- Official poster
- Directed by: Roopesh Shetty
- Written by: Venu Hasrali Roopesh Shetty
- Screenplay by: Roopesh Shetty Venu Hasralli
- Story by: Prasanna Shetty Bailuru
- Produced by: Shoolin Films; Manjunath Atthavar; Mugrody Productions;
- Starring: Roopesh Shetty; Raj Deepak Shetty; Adhvithi Shetty; Suniel Shetty;
- Cinematography: Vinuth K Suvarna
- Edited by: Rahul Vasishta
- Music by: Loy Valentine Saldanha
- Production companies: RS Cinemas; Shoolin Films; Mugrody Productions;
- Distributed by: KVN Productions
- Release date: 14 November 2025;
- Running time: 165 minutes
- Country: India
- Languages: Kannada Tulu

= Jai (2025 film) =

Indian Kannada-Tulu language political drama film

Jai is a 2025 Indian Kannada-Tulu language political drama film directed and co-written by Roopesh Shetty along with Venu Hasralli. The film produced by RS Cinemas, Mugrody Productions, and Shoolin Films; stars Roopesh Shetty, Raj Deepak Shetty, Adhvithi Shetty, Aravind Bolar, Devadas Kapikad, and Naveen D Padil. Suniel Shetty makes a cameo in his Tulu cinema debut. On 14 November 2025, it was released in Karnataka.

== Plot ==
Satya (Roopesh Shetty), a sharp and loyal young man working for local MLA Vishwanath (Raj Deepak Shetty), lives in Simhabettu village in Coastal Karnataka. Initially indifferent to the village's longstanding issues, including the lack of a bridge and medical facilities, Satya is prompted into action when these problems affect his family. He begins advocating for the welfare of his community, navigating political manipulation and social challenges. The story incorporates elements of humor and a romantic subplot with Shravya (Adhvithi Shetty), while Suniel Shetty delivers a message on accountability and the importance of voting rights.

== Cast ==
- Roopesh Shetty as Satya
- Raj Deepak Shetty as MLA Vishwanath
- Adhvithi Shetty as Shravya
- Devadas Kapikad
- Naveen D Padil
- Aravind Bolar
- Bhojaraj Vamanjoor
- Umesh Mijar
- Sandeep Shetty Manibettu
- Prasanna Shetty Bailur
- Manoj Chethan Dsouza
- Suniel Shetty: Himself, a Cameo.

== Production ==
The film was conceptualized by Roopesh Shetty and co-written with Venu Hasrali, blending comedy with regional pride and socio-political themes.

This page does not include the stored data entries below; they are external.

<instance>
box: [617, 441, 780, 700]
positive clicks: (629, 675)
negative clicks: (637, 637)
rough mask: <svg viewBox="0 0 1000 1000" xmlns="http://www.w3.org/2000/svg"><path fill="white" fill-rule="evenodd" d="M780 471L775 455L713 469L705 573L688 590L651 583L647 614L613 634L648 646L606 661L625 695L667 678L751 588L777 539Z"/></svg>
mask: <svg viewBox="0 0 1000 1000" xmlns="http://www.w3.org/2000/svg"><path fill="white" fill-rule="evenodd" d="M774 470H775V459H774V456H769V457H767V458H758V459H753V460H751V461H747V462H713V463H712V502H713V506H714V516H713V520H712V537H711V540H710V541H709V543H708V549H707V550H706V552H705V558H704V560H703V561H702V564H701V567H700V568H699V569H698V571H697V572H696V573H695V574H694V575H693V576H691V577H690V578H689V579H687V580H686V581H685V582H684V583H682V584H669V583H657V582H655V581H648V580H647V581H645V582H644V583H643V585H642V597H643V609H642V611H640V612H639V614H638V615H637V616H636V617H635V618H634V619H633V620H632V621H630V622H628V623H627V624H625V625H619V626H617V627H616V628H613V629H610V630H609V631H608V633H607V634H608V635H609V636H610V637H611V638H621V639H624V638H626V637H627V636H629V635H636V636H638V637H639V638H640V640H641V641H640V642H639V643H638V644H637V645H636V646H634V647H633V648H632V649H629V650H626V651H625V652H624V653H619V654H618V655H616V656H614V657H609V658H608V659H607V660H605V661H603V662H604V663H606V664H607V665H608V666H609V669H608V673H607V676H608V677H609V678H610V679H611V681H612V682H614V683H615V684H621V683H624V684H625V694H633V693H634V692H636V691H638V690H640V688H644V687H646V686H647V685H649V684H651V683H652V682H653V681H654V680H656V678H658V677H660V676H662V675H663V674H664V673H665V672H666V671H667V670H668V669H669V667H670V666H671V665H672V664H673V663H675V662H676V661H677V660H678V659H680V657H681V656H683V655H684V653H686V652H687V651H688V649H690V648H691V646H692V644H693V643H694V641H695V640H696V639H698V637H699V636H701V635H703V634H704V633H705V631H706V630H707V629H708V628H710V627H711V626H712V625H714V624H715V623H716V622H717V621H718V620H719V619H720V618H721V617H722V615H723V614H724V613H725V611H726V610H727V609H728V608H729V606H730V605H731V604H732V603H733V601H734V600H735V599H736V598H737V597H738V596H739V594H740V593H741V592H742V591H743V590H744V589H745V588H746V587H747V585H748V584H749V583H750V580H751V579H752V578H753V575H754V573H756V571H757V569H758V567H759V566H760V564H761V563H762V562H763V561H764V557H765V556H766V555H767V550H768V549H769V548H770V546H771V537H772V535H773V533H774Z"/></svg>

Principal photography took place in Mangaluru and nearby villages, capturing authentic landscapes, with Vinuth K as cinematographer and Deekshith Alva as editor. In December 2024, the second phase of shooting was completed at various locations around Mangaluru including Kuthar, Dambel, Marakada, Shoolin Palace Maravoor, Bondel, Panambur, and Baikampady.

==Soundtrack==

| Title | Artist | Composer | Lyricist | Label | Length | Ref. |
| Love You | Rajath Hegde | Loy Valentine Saldanha | Rajeeth Kadri | Anand Audio | 3:17 |  |
| Jai Anthem | Anthony Daasan, Sherwin Maben | 3:15 |
| Jai Theme | Promotional song | 3:47 |

==Release==
The film set a record for a Tulu film with 1,020 shows on its opening day. In additional, it was released in Mumbai, Goa, Bahrain, Qatar and Dubai.

==Reception==
The Times of India rated 3/5 and states that "The film blends a familiar yet engaging tale of grassroots politics, while underscoring the importance of choosing responsible leadership". The New Indian Express states that "This political film bridges messaging and entertainment". Bangalore Mirror states that "The movie is worth a watch for all, especially for Roopesh’s fans". Asianet Suvarna News states that "The film is a story of saving a town against a funny backdrop".

==Box office==
Within five days, the film's Kannada and Tulu versions amassed ₹5 crore in box office collections. It generated revenue from platform rights and maintained steady viewership over the weeks.